African businesses encouraged to redefine themselves on the global stage

13 May 2024

African businesses encouraged to redefine themselves on the global stage

Durban - The Deputy Minister of Tourism, Fish Mahlalela, says it is up to the African continent to be bold about what it can offer the world.

Mahlalela was the keynote speaker at the Business Opportunity Networking Day (BONDay) of Africa’s Travel Indaba 2024 (ATI), which sets the scene for the ATI that will start tomorrow until Thursday at the Inkosi Albert Luthuli Convention Centre (ICC) in Durban.

“It is up to us as Africans to open the world’s eyes to what we have to offer as a continent and take charge of the narrative because only when we are proactive, will we control our destiny,” he said.

ATI showcases a wide variety of Africa’s best tourism products, and attracts African exhibitors, international and local buyers and media from across the world.

He said: “There is no opportune time to do that than at Africa’s Travel Indaba, which takes place during May, which significantly, is also Africa Month.

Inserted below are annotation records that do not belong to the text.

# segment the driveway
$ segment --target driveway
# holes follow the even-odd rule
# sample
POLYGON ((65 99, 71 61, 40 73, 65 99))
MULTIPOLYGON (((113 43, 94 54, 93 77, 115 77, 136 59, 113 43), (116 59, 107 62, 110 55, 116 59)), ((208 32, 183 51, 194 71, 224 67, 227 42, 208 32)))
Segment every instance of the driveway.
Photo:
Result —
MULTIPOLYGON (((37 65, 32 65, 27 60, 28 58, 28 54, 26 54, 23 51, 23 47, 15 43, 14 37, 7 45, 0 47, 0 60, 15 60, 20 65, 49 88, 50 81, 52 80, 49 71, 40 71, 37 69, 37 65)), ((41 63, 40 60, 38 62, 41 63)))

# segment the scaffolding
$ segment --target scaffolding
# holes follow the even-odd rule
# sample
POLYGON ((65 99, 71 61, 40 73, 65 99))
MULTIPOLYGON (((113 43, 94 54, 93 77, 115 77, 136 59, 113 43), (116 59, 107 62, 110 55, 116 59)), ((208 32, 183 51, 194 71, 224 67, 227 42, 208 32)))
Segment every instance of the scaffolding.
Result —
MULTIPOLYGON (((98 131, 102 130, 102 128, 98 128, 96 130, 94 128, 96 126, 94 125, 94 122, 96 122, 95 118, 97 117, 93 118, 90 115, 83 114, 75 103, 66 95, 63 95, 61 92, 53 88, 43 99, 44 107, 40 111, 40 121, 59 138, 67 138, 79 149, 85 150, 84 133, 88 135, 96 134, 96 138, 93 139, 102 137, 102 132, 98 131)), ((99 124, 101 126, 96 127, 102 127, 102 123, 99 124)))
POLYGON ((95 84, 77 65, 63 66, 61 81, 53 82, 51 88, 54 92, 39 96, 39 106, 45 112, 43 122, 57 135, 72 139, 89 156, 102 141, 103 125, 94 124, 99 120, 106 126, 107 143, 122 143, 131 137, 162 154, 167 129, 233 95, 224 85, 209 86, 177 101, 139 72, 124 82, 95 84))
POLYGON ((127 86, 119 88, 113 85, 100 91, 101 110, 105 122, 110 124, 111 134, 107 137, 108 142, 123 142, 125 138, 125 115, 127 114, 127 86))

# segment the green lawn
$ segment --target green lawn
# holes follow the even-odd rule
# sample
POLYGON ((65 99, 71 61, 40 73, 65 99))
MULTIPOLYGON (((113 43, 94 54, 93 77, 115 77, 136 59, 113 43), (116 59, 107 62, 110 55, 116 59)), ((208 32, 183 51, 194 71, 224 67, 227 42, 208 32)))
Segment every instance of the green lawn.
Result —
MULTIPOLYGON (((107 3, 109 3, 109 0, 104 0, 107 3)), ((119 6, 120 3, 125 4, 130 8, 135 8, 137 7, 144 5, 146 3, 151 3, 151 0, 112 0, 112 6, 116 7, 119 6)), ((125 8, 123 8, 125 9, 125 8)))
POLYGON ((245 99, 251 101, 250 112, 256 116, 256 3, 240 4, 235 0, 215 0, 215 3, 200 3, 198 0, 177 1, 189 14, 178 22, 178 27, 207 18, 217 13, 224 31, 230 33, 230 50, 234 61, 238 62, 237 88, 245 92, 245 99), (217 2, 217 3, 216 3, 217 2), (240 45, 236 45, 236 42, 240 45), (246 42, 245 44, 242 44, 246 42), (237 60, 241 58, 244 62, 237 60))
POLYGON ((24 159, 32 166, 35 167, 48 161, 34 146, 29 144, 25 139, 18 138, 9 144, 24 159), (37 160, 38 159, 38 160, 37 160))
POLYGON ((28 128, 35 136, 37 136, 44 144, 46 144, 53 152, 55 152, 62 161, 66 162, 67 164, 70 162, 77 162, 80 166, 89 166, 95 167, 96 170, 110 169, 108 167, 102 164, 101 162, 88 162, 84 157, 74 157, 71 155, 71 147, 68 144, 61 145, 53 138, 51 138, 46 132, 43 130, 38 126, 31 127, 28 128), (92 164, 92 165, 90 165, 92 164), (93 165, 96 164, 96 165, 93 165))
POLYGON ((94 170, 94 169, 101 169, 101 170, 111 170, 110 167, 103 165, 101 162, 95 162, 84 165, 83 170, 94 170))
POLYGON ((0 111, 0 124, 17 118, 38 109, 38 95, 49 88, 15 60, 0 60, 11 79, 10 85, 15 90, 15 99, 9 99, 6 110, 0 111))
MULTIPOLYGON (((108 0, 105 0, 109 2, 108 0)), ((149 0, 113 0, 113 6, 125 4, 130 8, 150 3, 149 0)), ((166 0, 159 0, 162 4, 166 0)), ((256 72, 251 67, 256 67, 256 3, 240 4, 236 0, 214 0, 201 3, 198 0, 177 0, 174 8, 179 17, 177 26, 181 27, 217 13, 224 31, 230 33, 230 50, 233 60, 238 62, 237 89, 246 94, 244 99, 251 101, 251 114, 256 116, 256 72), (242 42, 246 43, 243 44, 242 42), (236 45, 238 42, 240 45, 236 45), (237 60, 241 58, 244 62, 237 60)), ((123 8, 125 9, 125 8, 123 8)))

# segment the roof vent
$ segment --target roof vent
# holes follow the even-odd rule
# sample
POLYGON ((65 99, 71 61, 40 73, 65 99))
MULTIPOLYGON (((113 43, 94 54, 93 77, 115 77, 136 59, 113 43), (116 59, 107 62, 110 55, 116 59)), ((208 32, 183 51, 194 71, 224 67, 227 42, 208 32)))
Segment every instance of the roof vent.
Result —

Today, we gather not merely as representatives of businesses, but as catalysts of change, and architects of a future defined by co-operation and collective success.”

Mahlalela added that transformation is important, especially in the South African economy for tourism to thrive. “Transformation becomes a necessity in South Africa because there is inequality and poverty,” says Mahlalela.

Mahlalela added that although there are challenges,  there is some headway being made as small businesses are being developed and tourists encouraged to visit the township businesses.

Deputy Minister Mahlalela’s address was followed by a  panel discussion of leading entrepreneurs. South Africa remains the gateway to the continent.

The CEO of Motsamayi Tourism Group, Jerry Mabena, said the Motsamayi Tourism Group prides itself in building iconic destinations such as the Kruger Shalati - The train on the Bridge and the Nelson Mandela house, where he stayed from 1992 to 1998 in Gauteng, which has been converted into a hotel.

“We’ve just a finished a camp in Dinokeng, outside of Johannesburg, which is a pop-up hotel. We put it up for four nights and after that we pull it down,” he said.

 South African Tourism CEO, Nombulelo Guliwe, said tourism is a catalyst for job creation and it is important for everyone in the ecosystem to be aware of the role they  play.

She was one of the panellists in a discussion titled Stimulating Local Economies Through The Tourism Value Chain.

“Platforms like Africa’s Travel Indaba and other  South African Tourism-owned trade shows as well as those we participate in are important for creating an enabling environment for people in the sector to have access to information,” said Guliwe.

Panelist Zinhle Mqadi, the CEO of Max’s Lifestyle, the uMlazi township shisanyama-turned upmarket eatery, said they now work with other service providers in the township and the city  to curate a full experience of township tourism beyond visiting a shisanyama. 

South African property developers have some note to share with their continental counterparts. Brian Mpono, the CEO of Oceans Mhlanga Development, says other African countries have approached them to assist in building infrastructure similar to the Oceans Mall in uMhlanga.

At the Future of Travel Through the Eyes of the Youth, three young travellers shared how they have converted their hobby of travelling into thriving businesses while also visiting the lengths and breadths of the continent. 

Acacia Denison and Michael Monk, of Yeti the Van, have been to more than 100 campsites throughout South Africa travelling in their self-converted van, which also doubles up as their home. 

Monk said they generate income through brand placement. “We offer brands diversity because we are at a new location all the time. We also cover establishments. They pay for us to travel. We put ideas into their heads when we pitch because they might not be thinking about their brands that way,” he said.

Denison and Monk, who are also a couple, have been travelling off-road for the past three years. 

Katchie Nzama, a solo traveller, has been to 35 African countries. Her adventure began when she felt stifled by the corporate industry. She packed up to start a Cape to Cairo journey. Ten years later, she has not looked back. 

“The travelling community is huge and people are always excited to meet someone from South Africa. When I arrive in a country, I go to the South African embassy and get emergency contact details and let them know that I am travelling solo. I am a digital content creator and a travel writer,” said Nzama.

In a discussion titled Airlift Advancements in Africa, Hamish Erskine, the CEO of Dube TradePort, reflected on their 14-year journey since inception in 2006.

He stressed the importance of prioritising cargo transport to sustain operational growth. “Cargo remains the lifeblood of our operations, driving our focus and innovations,” he said.

Mpumi Mpofu, the CEO of Airports Company South Africa, echoed Erskine's sentiments, underlining the significance of intra-African tourism. “Without robust travel networks within the continent, the potential for growth remains stunted,” she remarked.

She provided insights into the company’s resilience post-2019, citing impressive figures of 54 million passengers traversing their global airport network.

She lauded the role of airports such OR Tambo International and King Shaka International in facilitating this growth.